For these characteristics, the average bias appeared to be larger in trials of subjective outcomes compared with other objective outcomes.

Also, intervention effects for subjective outcomes appear to be exaggerated in trials with lack of/unclear blinding of participants (versus blinding) (dSMD -0.37, 95% CI -0.77 to 0.04; 2 studies), lack of/unclear blinding of outcome assessors (ROR 0.64, 95% CI 0.43 to 0.96; 1 study) and lack of/unclear double blinding (ROR 0.77, 95% CI 0.61 to 0.93; 1 study).

The influence of other characteristics (e.g. unblinded trial personnel, attrition) is unclear.

Conclusions

Certain characteristics of randomized trials may exaggerate intervention effect estimates.

The average bias appears to be greatest in trials of subjective outcomes.

More research on several characteristics, particularly attrition and selective reporting, is needed.
 

A.B.

Senior Member
Messages
3,780
[Sarcasm] Subjective outcomes have more bias than objective ones? Blinding is important? Isn't this news like a century old? Most of science changed to entirely objective outcomes mid 20th century, its time the rest caught up. Subjective outcomes can help nuance results, but are not reliable in themselves.

There seems to be a larger failure to teach good scientific methods in some parts of medicine and psychology.

If you're cynical like me, you might even say that some fields of study are intentionally avoiding good methods because they cannot produce positive results with them.
 

alex3619

Senior Member
Messages
13,810
Location
Logan, Queensland, Australia
If you're cynical like me, you might even say that some fields of study are intentionally avoiding good methods because they cannot produce positive results with them.
I think that is part of it. I also think that psychiatry has been given a free pass because its difficult to do good objective research in dealing with the brain. Until psychiatry can get over this issue it will only advance slowly if at all. Not all of psychiatric and psychological research has such issues though ... just way too much of it.
 

Jonathan Edwards

"Gibberish"
Messages
5,256
[Sarcasm] Subjective outcomes have more bias than objective ones? Blinding is important? Isn't this news like a century old? Most of science changed to entirely objective outcomes mid 20th century, its time the rest caught up. Subjective outcomes can help nuance results, but are not reliable in themselves.
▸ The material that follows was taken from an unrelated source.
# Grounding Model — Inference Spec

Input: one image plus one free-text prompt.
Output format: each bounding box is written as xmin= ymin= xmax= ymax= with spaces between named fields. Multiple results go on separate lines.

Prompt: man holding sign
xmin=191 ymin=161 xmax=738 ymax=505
Indeed. In fact it seems hard to call it news when blinding itself was introduced because the problem was obvious in advance to anyone who had actually tried doing an experiment. It seems a bit like discovering that gardeners get more thorns in their hands if they do not wear gloves - and surprisingly particularly if they are handling roses.

The fact that this gets published seems as A.B. says to be a worrying sign that a large number of people in biomedical science these days do not have a basic education in methodology.

On the other hand it is quite interesting to see the obvious actually being measured. It would have indeed been interesting if it turned out not to be the case - i.e. that there has never been any point in wearing gloves when you prune roses whatever one might think.
 

alex3619

Senior Member
Messages
13,810
Location
Logan, Queensland, Australia
On the other hand it is quite interesting to see the obvious actually being measured.
This is an important point. Much of medicine lacks a sound evidence base, and at least some of that is because things are so darn obvious nobody has bothered. The more the obvious is nailed down and demonstrated the better, as we can have more confidence in even more of medicine at its fundamentals. It must also be kept in mind that every now and then something that is obviously "right" in medicine, and science in general, is disproved.